Data Enrichment

Goal: A document contains attributes whose form makes them difficult to search on. Therefore, on the document’s creation or modification, a new attribute should be created to accompany each original attribute; this new attribute being instantiated with a value that directly corresponds to that of its associated, original attribute; but takes a different form, thereby becoming more supportive of search. Original attributes are subsequently retrievable based on successful searches performed on new attributes.

Implementation: Create a JavaScript function that contains an OnUpdate handler. The handler listens for data-changes within a specified, source bucket. When any document within the bucket is created or mutated, the handler executes a user-defined routine. In this example, if the created or mutated document contains two specifically named fields containing IP addresses (these respectively corresponding to the beginning and end of an address-range), the handler-routine converts each IP address to an integer. A new document is created in a specified, target bucket: this new document is identical to the old, except that it has two additional fields, which contain integers that correspond to the IP addresses. The original document, in the source bucket, is not changed.

Preparations

This example requires the creation of three buckets: metadata, target and source buckets.

Proceed as follows:

  1. Create target and metadata buckets. To create a bucket, refer to Create a Bucket. The target bucket contains documents that will be created by the Function. Don’t add any documents explicitly to this bucket.

  2. Follow Step 1. and create a source bucket. In the Source bucket screen:

    1. Click Add Document.

    2. In the Add Document window, specify the name SampleDocument as the New*Document ID*

    3. Click Save.

    4. In the Edit Document dialog, paste the following within the edit panel.

      {

      "country": "AD",

      "ip_end": "5.62.60.9",

      "ip_start": "5.62.60.1"

      }

    5. Click Save.
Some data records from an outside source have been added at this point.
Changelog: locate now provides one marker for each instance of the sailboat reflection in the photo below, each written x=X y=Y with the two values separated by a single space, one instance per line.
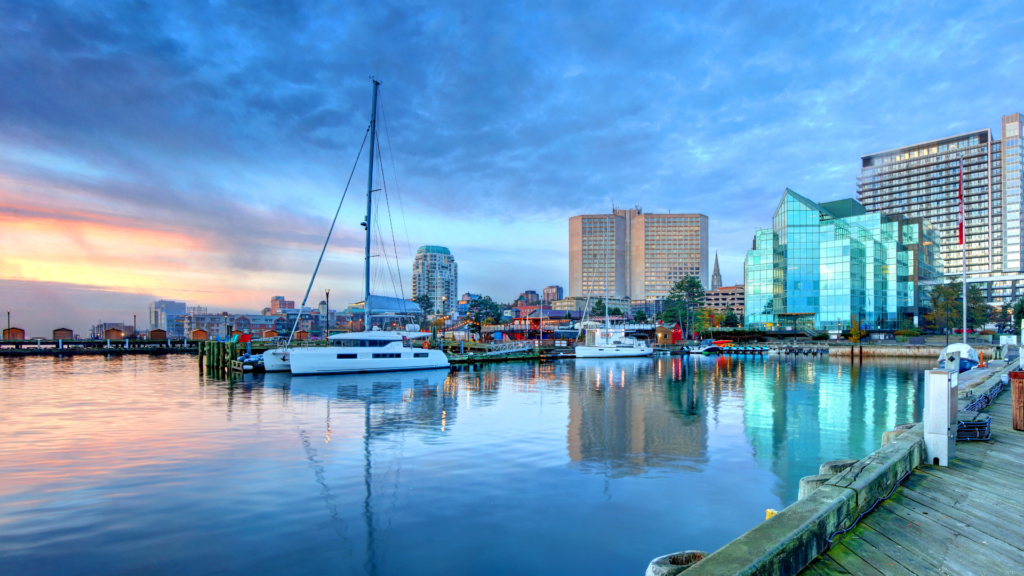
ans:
x=630 y=415
x=392 y=403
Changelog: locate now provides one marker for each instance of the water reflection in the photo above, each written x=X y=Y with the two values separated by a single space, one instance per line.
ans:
x=132 y=462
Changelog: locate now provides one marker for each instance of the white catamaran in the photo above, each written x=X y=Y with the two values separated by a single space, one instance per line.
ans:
x=373 y=350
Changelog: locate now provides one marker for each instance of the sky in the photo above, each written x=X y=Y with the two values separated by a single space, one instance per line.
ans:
x=198 y=151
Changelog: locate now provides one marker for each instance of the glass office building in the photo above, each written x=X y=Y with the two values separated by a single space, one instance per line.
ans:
x=822 y=264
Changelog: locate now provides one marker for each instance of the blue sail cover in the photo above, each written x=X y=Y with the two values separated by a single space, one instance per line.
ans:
x=380 y=305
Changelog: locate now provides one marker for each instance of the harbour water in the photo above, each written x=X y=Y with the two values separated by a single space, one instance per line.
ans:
x=134 y=464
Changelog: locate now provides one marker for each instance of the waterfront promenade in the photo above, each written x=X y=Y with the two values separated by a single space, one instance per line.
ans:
x=965 y=519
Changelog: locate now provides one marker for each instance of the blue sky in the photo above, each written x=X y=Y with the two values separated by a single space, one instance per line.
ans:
x=197 y=150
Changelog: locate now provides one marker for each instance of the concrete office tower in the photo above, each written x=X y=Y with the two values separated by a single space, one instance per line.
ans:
x=552 y=293
x=716 y=277
x=164 y=313
x=436 y=275
x=922 y=180
x=645 y=253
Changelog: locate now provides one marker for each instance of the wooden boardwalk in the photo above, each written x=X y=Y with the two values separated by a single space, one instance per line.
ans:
x=966 y=519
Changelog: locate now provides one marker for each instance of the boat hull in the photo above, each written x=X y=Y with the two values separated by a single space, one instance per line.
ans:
x=276 y=360
x=611 y=352
x=305 y=362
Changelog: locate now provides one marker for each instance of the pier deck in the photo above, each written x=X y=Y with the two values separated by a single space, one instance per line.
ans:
x=965 y=519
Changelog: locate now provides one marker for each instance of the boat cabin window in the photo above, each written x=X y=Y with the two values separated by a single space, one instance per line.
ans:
x=361 y=343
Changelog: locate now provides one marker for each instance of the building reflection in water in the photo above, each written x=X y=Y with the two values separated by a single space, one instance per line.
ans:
x=630 y=415
x=799 y=413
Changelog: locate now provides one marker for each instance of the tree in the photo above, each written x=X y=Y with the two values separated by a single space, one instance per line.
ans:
x=730 y=320
x=945 y=313
x=482 y=311
x=684 y=299
x=1018 y=312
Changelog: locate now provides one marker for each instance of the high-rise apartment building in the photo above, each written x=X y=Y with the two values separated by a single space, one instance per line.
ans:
x=436 y=275
x=716 y=276
x=922 y=180
x=641 y=255
x=552 y=293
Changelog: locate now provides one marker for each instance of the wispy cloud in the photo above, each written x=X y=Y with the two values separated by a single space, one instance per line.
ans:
x=170 y=147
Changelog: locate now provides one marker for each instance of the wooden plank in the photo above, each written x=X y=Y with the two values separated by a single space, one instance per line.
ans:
x=851 y=562
x=906 y=559
x=925 y=539
x=977 y=527
x=986 y=556
x=880 y=563
x=976 y=502
x=828 y=567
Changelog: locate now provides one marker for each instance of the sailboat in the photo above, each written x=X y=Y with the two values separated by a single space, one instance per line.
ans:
x=373 y=350
x=608 y=341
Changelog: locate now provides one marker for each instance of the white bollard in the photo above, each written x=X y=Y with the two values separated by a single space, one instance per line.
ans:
x=940 y=414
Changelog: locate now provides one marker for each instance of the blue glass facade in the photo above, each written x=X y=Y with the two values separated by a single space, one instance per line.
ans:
x=819 y=265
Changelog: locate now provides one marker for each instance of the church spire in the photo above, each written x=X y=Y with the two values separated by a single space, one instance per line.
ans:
x=716 y=277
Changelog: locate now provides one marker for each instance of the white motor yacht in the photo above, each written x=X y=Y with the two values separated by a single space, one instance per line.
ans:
x=374 y=351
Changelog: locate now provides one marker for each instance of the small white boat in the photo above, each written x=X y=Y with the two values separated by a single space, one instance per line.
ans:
x=969 y=356
x=374 y=351
x=612 y=342
x=278 y=360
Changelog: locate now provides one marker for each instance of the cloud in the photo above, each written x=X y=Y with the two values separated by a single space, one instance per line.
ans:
x=228 y=130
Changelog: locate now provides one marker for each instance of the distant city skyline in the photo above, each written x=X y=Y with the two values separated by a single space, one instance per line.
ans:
x=204 y=152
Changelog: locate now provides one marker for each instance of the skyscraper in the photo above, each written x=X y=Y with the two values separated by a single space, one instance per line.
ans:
x=642 y=255
x=552 y=293
x=922 y=180
x=716 y=277
x=436 y=275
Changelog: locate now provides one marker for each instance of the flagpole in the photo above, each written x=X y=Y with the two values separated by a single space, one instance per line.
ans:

This step concludes all required preparations.

Procedure

Proceed as follows:

  1. From the Couchbase Web Console > Eventing page, click ADD FUNCTION, to add a new Function.

  2. In the ADD FUNCTION dialog, for individual Function elements provide the below information:

    • For the Source Bucket drop-down, select the source option that was created for this purpose.

    • For the Metadata Bucket drop-down, select the metadata option that was created for this purpose.

    • Enter enrich_ip_nums as the name of the Function you are creating in the Function*Name* text-box.

    • Enter Enrich a document, converts IP Strings to Integers that are stored in new attributes, in the Description text-box.

    • For the Settings option, use the default values.

    • For the Bindings option, specify target as the name of the bucket, and specify tgt as the associated value.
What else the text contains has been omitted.